Well he at least played bad boy cowboys... 
Bill Shatner was a space slut.


----------



## webestang64 (Feb 7, 2020)

Yeah, that's a nightmare giver.


----------



## Derrel (Feb 7, 2020)

I think it's creepy.


----------



## star camera company (Feb 7, 2020)

Please.......Go out and make some Really Great images with the Doncam!!


----------



## otherprof (Feb 7, 2020)

Heidi Rosser said:


> Just managed to acquire this 1970s Donald Duck camera.
> My partner thinks it's the creepiest thing he's seen. I'm still on the fence.
> I know it's pretty rare and have not seen one listed for a long time.
> 
> ...


When Ducky met Chucky!


----------



## compur (Feb 7, 2020)

There was a Mickey Mouse version too. Both creepy as are many things Disney.


----------



## Soocom1 (Feb 7, 2020)

With children present. The only thing missing is the Chevy conversation van with the blacked out windows.....


----------



## Heidi Rosser (Feb 7, 2020)

My McKeown's guide is a bit old (2001-2002) but looks like Donald had a price estimate of $100-150 back then. Not that bad.


----------



## NGH (Feb 8, 2020)

My wife and I agree (FYI she's a Disney employee) .... it's creepy


----------



## TWX (Feb 15, 2020)

Seems like something a serial abductor would use to further psychologically torture his kidnap victims while simultaneously creating pictures to use to try to extract ransoms.


----------



## jscraig07 (Feb 16, 2020)

Creepy, with an extra helping of that '70s plastic vibe.


----------



## star camera company (Feb 16, 2020)

........the shutter should go “Quack”


----------



## BillM (Feb 16, 2020)

How much did they demand to send him back alive ?
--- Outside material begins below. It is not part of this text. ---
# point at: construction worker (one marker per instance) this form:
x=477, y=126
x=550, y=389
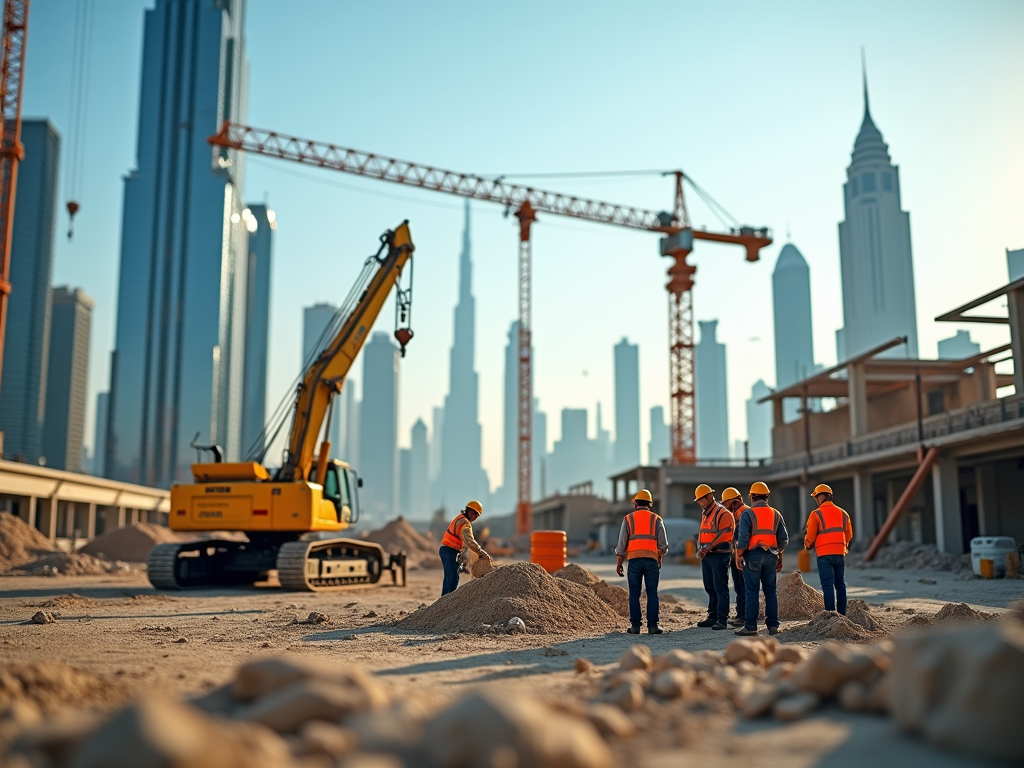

That gets to 87 on the creep o meter


----------



## terri (Feb 19, 2020)

I missed this thread till now.

It's 100% creepy, and an absolute must-have. You did great to nab it.  

You totally need to go creep people out taking pictures with that thing, preferably on a beach where people already feel exposed.   Muahaha.


----------



## Space Face (Feb 19, 2020)

Not!


----------



## Grandpa Ron (Feb 24, 2020)

If you had not asked, I would have said "Some poor kid broke this toy on the gravel".

Since you asked, definitely Creepy


----------



## Fujidave (Feb 25, 2020)

Creepy yes, but love it.


----------



## Heidi Rosser (Feb 29, 2020)

Found a friend for him.



 

Not so creepy.


----------



## limr (Feb 29, 2020)

Heidi Rosser said:


> Found a friend for him.
> 
> View attachment 187747
> 
> Not so creepy.



See now that one isn't nearly as creepy. It's the eyes. They aren't bottomless black holes of evil like the other one are.


----------



## terri (Feb 29, 2020)

Yep, not creepy.   Just Mickey.


----------